Posted September 19, 2013 by Shiney Varghese
In the midst of worrisome news about droughts, desertification, unreliable monsoons and growing concerns around water security around the world, the announcement by the UNESCO and Kenyan officials at the recent International Water Security Conference in Nairobi was anything but gloomy. The finding of potentially huge groundwater resources in northwestern Kenya is indeed a blessing, not only for the herding communities of drought-prone Turkana, but also for the region as a whole.
Until very recently the region was best known to the global water community both for the lack of access to water that mark the lives and livelihoods of indigenous communities that live there, and for their efforts to save Turkana Lake, the largest permanent desert lake in the world according to International Rivers.
But a recent survey by RTI, a company hired by U.N., found groundwater systems with a potential of storing about 250 billion cubic meters (or about 66 trillion gallons) in the Kachoda, Gatome, Nkalale and Lockichar areas, with the largest aquifer being located in the Lokitipi Basin—all of them in Turkana county, one of the 47 counties in Kenya. Of these, the three smaller aquifers combined are estimated to store about 30 billion cubic meters of water, once confirmed by drilling.

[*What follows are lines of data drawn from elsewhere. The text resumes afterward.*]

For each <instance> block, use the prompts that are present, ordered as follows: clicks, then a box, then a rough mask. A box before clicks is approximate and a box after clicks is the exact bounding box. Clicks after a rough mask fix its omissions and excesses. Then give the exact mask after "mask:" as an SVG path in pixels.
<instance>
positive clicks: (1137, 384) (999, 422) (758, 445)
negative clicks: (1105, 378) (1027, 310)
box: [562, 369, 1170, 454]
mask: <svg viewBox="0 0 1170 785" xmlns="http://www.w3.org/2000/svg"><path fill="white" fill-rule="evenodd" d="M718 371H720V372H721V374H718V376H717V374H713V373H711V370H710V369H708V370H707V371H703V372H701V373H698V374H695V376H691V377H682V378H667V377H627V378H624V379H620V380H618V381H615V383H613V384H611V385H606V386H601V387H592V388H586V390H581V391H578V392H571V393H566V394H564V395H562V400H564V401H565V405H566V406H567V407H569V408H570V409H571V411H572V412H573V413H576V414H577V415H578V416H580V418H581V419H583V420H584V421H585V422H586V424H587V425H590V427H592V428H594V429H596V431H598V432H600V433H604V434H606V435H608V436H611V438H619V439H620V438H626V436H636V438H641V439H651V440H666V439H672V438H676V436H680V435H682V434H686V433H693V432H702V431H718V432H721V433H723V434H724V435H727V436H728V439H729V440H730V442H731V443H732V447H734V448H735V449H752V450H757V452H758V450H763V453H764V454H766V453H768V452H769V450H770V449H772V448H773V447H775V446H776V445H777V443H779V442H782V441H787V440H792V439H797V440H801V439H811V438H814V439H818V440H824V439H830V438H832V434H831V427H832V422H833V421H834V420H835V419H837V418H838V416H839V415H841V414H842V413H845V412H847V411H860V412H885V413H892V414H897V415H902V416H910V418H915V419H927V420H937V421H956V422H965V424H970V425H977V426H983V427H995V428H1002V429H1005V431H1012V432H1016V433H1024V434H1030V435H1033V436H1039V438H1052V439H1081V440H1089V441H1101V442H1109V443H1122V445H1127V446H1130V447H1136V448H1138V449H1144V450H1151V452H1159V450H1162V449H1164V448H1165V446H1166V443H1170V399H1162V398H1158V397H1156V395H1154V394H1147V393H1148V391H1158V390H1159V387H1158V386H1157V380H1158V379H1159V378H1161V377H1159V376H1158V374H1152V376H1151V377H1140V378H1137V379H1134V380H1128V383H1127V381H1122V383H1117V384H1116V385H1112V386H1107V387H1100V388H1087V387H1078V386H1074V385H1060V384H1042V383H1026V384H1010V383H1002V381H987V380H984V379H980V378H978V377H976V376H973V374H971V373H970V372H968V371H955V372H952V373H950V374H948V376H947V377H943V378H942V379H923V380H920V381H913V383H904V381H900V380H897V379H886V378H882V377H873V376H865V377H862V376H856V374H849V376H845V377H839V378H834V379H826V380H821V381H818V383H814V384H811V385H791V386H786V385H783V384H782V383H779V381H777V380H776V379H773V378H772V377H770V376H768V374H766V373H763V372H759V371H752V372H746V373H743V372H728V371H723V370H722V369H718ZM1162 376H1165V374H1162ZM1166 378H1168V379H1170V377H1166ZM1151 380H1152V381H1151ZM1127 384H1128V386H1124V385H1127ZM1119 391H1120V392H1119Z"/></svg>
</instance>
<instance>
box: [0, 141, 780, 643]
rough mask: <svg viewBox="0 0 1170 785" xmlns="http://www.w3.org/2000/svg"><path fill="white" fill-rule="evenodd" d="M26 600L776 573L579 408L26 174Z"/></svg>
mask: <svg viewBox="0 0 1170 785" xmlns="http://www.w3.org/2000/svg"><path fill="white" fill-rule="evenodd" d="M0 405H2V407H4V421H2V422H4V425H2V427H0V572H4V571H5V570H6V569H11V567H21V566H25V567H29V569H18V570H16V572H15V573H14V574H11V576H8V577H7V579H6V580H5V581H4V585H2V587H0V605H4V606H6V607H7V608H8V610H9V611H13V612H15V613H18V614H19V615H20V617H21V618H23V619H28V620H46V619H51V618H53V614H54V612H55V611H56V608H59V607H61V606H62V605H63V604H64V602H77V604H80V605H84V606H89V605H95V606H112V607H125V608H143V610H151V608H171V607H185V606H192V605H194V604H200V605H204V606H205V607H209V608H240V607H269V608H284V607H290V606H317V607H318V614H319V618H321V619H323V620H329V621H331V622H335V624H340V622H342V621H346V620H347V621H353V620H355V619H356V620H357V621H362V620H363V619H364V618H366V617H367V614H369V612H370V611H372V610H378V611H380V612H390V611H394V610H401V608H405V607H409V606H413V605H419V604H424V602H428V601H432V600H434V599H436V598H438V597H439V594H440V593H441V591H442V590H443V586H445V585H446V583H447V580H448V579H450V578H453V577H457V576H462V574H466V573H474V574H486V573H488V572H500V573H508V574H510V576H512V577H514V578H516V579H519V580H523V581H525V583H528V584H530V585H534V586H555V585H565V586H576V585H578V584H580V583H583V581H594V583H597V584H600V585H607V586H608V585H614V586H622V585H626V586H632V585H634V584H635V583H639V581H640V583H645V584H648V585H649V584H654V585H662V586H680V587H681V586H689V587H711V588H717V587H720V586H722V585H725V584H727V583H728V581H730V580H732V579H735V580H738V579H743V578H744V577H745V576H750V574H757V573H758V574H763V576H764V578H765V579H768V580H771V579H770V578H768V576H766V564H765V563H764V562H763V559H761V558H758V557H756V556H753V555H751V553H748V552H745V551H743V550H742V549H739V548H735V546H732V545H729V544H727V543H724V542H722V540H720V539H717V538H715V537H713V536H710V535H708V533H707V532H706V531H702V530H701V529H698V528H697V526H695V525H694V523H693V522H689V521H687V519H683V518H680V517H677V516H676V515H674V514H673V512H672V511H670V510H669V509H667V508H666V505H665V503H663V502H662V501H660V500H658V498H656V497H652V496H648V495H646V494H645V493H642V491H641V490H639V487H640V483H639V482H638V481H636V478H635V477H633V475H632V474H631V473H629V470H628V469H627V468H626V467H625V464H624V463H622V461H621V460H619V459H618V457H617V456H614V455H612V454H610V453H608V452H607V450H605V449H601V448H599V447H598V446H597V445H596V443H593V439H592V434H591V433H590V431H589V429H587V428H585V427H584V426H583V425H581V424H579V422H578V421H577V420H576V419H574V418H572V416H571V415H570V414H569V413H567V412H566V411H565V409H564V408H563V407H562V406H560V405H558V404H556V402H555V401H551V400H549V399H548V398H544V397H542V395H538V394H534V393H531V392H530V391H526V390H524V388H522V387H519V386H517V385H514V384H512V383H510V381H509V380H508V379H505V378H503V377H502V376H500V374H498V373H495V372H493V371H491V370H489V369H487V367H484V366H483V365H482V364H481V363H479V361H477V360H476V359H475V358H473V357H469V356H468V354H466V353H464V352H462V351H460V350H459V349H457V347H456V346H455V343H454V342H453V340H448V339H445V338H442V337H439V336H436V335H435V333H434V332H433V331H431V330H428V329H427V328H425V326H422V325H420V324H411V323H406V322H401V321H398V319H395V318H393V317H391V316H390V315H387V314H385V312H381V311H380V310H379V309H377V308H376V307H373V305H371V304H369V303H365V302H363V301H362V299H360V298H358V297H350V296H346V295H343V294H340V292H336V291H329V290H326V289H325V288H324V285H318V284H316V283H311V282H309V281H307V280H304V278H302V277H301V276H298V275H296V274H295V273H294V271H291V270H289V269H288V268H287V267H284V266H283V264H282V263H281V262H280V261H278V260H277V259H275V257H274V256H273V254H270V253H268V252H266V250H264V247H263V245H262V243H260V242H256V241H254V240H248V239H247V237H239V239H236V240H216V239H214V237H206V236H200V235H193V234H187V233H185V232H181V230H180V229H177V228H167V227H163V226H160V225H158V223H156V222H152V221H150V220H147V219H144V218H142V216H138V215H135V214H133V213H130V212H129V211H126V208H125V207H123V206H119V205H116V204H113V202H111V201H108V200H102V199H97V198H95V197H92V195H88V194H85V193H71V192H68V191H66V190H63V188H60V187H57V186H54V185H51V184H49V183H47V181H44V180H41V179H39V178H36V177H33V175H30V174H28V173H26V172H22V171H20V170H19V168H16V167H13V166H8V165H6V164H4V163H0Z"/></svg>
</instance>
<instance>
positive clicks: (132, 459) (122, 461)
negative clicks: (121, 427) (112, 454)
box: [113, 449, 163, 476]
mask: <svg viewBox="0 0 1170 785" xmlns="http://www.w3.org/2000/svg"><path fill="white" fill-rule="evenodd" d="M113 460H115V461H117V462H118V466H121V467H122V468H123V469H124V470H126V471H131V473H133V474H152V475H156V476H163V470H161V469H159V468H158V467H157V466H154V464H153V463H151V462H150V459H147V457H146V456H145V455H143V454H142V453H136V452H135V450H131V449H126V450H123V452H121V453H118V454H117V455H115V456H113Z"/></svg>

But the Lotikipi Basin Aquifer, the largest of them—it has already been confirmed—is likely to store about 207 billion cubic meters, and has a recharge rate of 1.2 billion cubic meters or about 317 billion gallons a year, equivalent to 40 percent of the current annual water use in Kenya. Kenyan water resource planners, with their ability to estimate the recharge rate, are in a better position today to plan and keep the water withdrawal below this rate. The Kenyan government, which has ushered in policy reforms in several sectors, might be in a position to ensure this environmental cap.
Yet, some of the issues I raised in an earlier blog come to mind. Referring to a Guardian report on a study that looked at rising sea levels from a new angle, we urged caution. That study found that efforts to meet increasing freshwater demand by harnessing “fossil” groundwater [which cannot be replenished for millennia under current climate conditions] contributes more to rising sea levels than melting glaciers. The authors were particularly concerned about deep tube-well drilling—a technology adapted from the oil industry—which has contributed to a number of problems associated with irrigated agriculture. New initiatives in groundwater development could learn from past lessons (India, China and the United States to list a few), and in view of these experiences the temptation to promote groundwater development in Kenya needs to be tempered with caution.
This is especially important in the Kenyan context. Along with the new ground water resources, RTI has also located some oil reserves in the region. As far as the Kenyan government is concerned, the temptation to exploit oil will be high, as will the temptation to extract water to ensure food security. As far as international investors and international institutions are concerned, the temptation to appropriate the newfound wealth for global good will be high.
Turkana is also the poorest county in the country, ranking 47th in poverty rate (94.3 percent, while the national average is 47.2 percent as per the Kenya Household and Budget Survey). Most people who live there, especially in the rural areas, belong to herding/ fishing communities which have a different relation with natural resources as well as with cash economy. As the state and private sector begin investing in the region, it is up to democratic institutions in Kenya to ensure that marginalized groups amongst the Turkana inhabitants have a say in the development of these water resources.